Project Description: code2prompt

What is the project about?

code2prompt is a command-line tool (CLI) and Python library designed to convert a codebase into a single, well-formatted prompt suitable for large language models (LLMs) like GPT or Claude. It essentially automates the process of gathering and structuring code from a project into a format that can be easily fed into an LLM for various code-related tasks.

What problem does it solve?

The project addresses the challenge of efficiently providing a large codebase as context to LLMs. Manually copy-pasting multiple source files into a prompt is tedious, error-prone, and often exceeds the context window limits of many LLMs. code2prompt solves this by:

Automating Context Gathering: It automatically traverses a project's directory structure, collecting source code files.
Formatting for LLMs: It formats the code into a readable Markdown prompt, including a source tree representation.
Token Management: It calculates the token count of the generated prompt, helping users stay within the context window limits of their chosen LLM.
Customization: It allows users to customize the prompt generation process using Handlebars templates, enabling a wide range of use cases.
Git Integration: It can include Git diff output (staged files or branch comparisons) in the prompt, making it useful for generating commit messages or pull request descriptions.

What are the features of the project?

Prompt Generation: Creates LLM prompts from codebases.
Customizable Templates: Uses Handlebars templates for flexible prompt generation (with several pre-built templates provided).
.gitignore Respect: Respects .gitignore rules by default (can be disabled).
File Filtering: Allows filtering files using glob patterns (include/exclude).
Hidden File Control: Option to include or exclude hidden files.
Token Counting: Calculates and displays the token count of the generated prompt, supporting various OpenAI tokenizers (cl100k_base, p50k_base, p50k_edit, r50k_base, o200k_base).
Git Diff Integration: Optionally includes Git diff output (staged files or branch comparisons).
Clipboard Copy: Automatically copies the generated prompt to the clipboard.
Output File: Saves the generated prompt to an output file.
Line Numbers: Option to add line numbers to source code blocks.
JSON Output: Option to print output as JSON.
User-Defined Variables: Supports user-defined variables in templates for dynamic prompt generation.
Python SDK: Provides a Python API for programmatic use.

What are the technologies used in the project?

Rust: The core CLI tool is written in Rust.
Cargo: Rust's package manager and build system.
Handlebars: Templating engine for customizing prompt generation.
tiktoken-rs: Rust library for tokenization (counting tokens in the prompt).
Python: Python bindings are provided for integration with Python applications.
Git: Used for optional diff output.

What are the benefits of the project?

Efficiency: Saves time and effort compared to manually creating LLM prompts for code.
Accuracy: Reduces errors in prompt creation.
Scalability: Handles codebases of any size.
Flexibility: Customizable templates allow for various use cases.
Context Window Awareness: Token counting helps users manage LLM context limits.
Integration: Easy integration with LLMs and other tools (via CLI and Python SDK).
Reproducibility: Consistent prompt generation.
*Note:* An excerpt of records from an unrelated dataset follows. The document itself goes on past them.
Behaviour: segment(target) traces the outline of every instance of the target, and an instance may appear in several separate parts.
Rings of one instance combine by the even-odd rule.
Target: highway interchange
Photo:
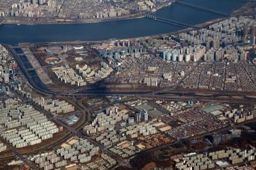
[[[204,101],[204,102],[212,102],[212,101],[217,101],[217,102],[236,102],[236,103],[255,103],[255,98],[250,98],[248,97],[246,97],[246,95],[243,93],[243,94],[239,94],[239,93],[223,93],[220,92],[220,93],[216,93],[216,94],[207,92],[206,91],[205,93],[202,92],[202,93],[199,93],[199,92],[196,91],[179,91],[179,90],[175,89],[175,87],[173,87],[172,89],[161,89],[156,91],[152,91],[152,92],[115,92],[115,91],[109,91],[109,92],[106,92],[106,91],[86,91],[86,92],[77,92],[77,93],[65,93],[65,92],[54,92],[54,91],[51,91],[47,89],[42,89],[40,88],[31,79],[31,76],[29,75],[29,72],[28,72],[27,69],[25,68],[24,66],[22,61],[20,60],[19,56],[22,56],[20,54],[17,54],[17,51],[20,50],[20,49],[17,49],[15,48],[12,48],[10,46],[8,46],[8,49],[15,58],[15,60],[18,63],[22,72],[24,73],[24,75],[26,76],[26,79],[28,79],[28,82],[29,82],[30,86],[35,91],[39,92],[40,93],[43,93],[45,95],[55,95],[55,96],[61,96],[61,97],[70,97],[70,96],[75,96],[77,97],[88,97],[88,96],[126,96],[126,97],[137,97],[138,98],[154,98],[154,99],[164,99],[164,100],[196,100],[198,101]],[[17,50],[18,49],[18,50]],[[203,93],[203,94],[202,94]],[[247,94],[249,95],[250,93]],[[232,97],[234,96],[235,95],[238,95],[241,97],[241,98],[232,98]],[[226,97],[226,98],[223,98],[223,97]],[[51,120],[58,123],[58,125],[63,127],[66,129],[67,129],[70,133],[78,136],[82,139],[87,139],[88,141],[90,143],[93,143],[93,144],[98,146],[100,150],[102,150],[102,152],[107,153],[108,155],[111,156],[113,158],[114,158],[117,162],[118,164],[116,166],[115,166],[113,169],[115,169],[118,166],[126,166],[129,167],[131,167],[131,165],[130,164],[130,160],[132,158],[134,158],[135,156],[126,160],[122,160],[120,157],[116,157],[115,155],[114,155],[113,153],[109,151],[108,150],[106,149],[101,144],[99,144],[98,143],[96,143],[90,137],[86,137],[86,135],[84,135],[83,134],[81,134],[79,131],[81,130],[81,127],[77,129],[75,129],[68,125],[67,125],[66,123],[63,123],[61,120],[59,120],[58,118],[56,118],[54,115],[53,115],[52,113],[50,112],[45,111],[43,109],[41,109],[40,107],[38,107],[36,105],[35,105],[33,103],[31,103],[32,105],[36,108],[36,109],[39,109],[42,112],[44,113],[45,115],[47,116],[47,118],[49,120]],[[218,130],[218,132],[221,132],[221,131],[225,131],[227,130],[229,130],[232,128],[232,127],[228,127],[227,128],[223,128],[221,130]],[[211,132],[211,133],[212,133],[213,132]],[[166,145],[163,145],[159,147],[154,148],[148,150],[143,151],[143,152],[145,151],[154,151],[156,150],[159,150],[164,147],[166,147],[168,146],[172,146],[177,143],[182,143],[182,141],[177,141],[175,143],[172,144],[169,144]],[[31,162],[30,162],[26,157],[20,155],[19,152],[17,152],[15,148],[13,148],[11,146],[8,146],[9,149],[18,157],[19,157],[22,160],[23,160],[24,162],[27,163],[28,165],[29,165],[32,168],[35,169],[38,169],[38,168]]]

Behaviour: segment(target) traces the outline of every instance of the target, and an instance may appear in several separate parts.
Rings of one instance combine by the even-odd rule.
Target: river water
[[[243,3],[236,0],[184,0],[220,12],[230,13]],[[189,24],[222,16],[174,4],[154,15]],[[135,19],[92,24],[0,26],[0,43],[93,41],[127,38],[173,32],[184,27],[148,19]]]

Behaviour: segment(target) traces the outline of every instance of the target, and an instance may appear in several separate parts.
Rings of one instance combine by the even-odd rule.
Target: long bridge
[[[150,19],[153,19],[153,20],[159,20],[161,22],[166,22],[168,24],[173,24],[173,25],[175,25],[175,26],[180,26],[180,27],[193,27],[193,28],[196,28],[196,29],[200,29],[199,27],[195,26],[192,26],[192,25],[189,25],[186,23],[183,23],[181,22],[178,22],[178,21],[175,21],[175,20],[170,20],[170,19],[164,19],[164,18],[161,18],[161,17],[156,17],[152,15],[147,15],[145,16],[146,18]]]
[[[227,13],[219,12],[219,11],[217,11],[217,10],[212,10],[212,9],[207,8],[205,8],[205,7],[203,7],[203,6],[201,6],[195,5],[195,4],[193,4],[188,3],[186,3],[186,2],[184,2],[184,1],[180,1],[180,0],[175,1],[175,3],[177,3],[177,4],[179,4],[184,5],[184,6],[188,6],[188,7],[190,7],[190,8],[195,8],[195,9],[196,9],[196,10],[202,10],[202,11],[204,11],[204,12],[215,13],[215,14],[220,15],[224,16],[224,17],[231,17],[231,15],[229,14],[229,13]]]

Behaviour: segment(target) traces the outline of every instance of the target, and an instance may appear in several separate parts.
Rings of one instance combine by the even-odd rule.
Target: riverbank
[[[52,19],[44,19],[44,18],[22,18],[20,20],[19,17],[9,17],[8,19],[3,19],[1,22],[3,24],[19,24],[19,25],[40,25],[40,24],[93,24],[103,22],[120,20],[129,20],[141,19],[146,15],[154,13],[164,8],[172,5],[173,3],[171,3],[173,1],[170,1],[164,3],[164,4],[157,6],[156,8],[148,11],[142,12],[137,13],[124,15],[118,17],[107,18],[100,19],[61,19],[61,18],[52,18]]]

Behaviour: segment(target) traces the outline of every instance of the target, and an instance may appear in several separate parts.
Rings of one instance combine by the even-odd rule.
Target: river
[[[236,0],[184,0],[226,13],[243,3]],[[154,15],[189,24],[197,24],[221,16],[174,4]],[[127,38],[166,33],[184,27],[148,19],[133,19],[92,24],[0,26],[0,43],[93,41],[110,38]]]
What are the use cases of the project?

Code Documentation: Automatically generate documentation for the codebase.
Code Analysis: Analyze code for bugs, security vulnerabilities, or performance issues.
Code Generation: Generate new code based on the existing codebase.
Code Refactoring: Improve code quality and readability.
Code Translation: Rewrite code in another programming language.
Git Commit Message Generation: Create commit messages based on staged changes.
Pull Request Description Generation: Generate pull request descriptions by comparing branches.
Chatbots/Assistants: Provide context to code-focused chatbots or AI assistants.
Educational Purposes: Help understand and learn a new codebase.
Onboarding: Quickly get up to speed with a new project.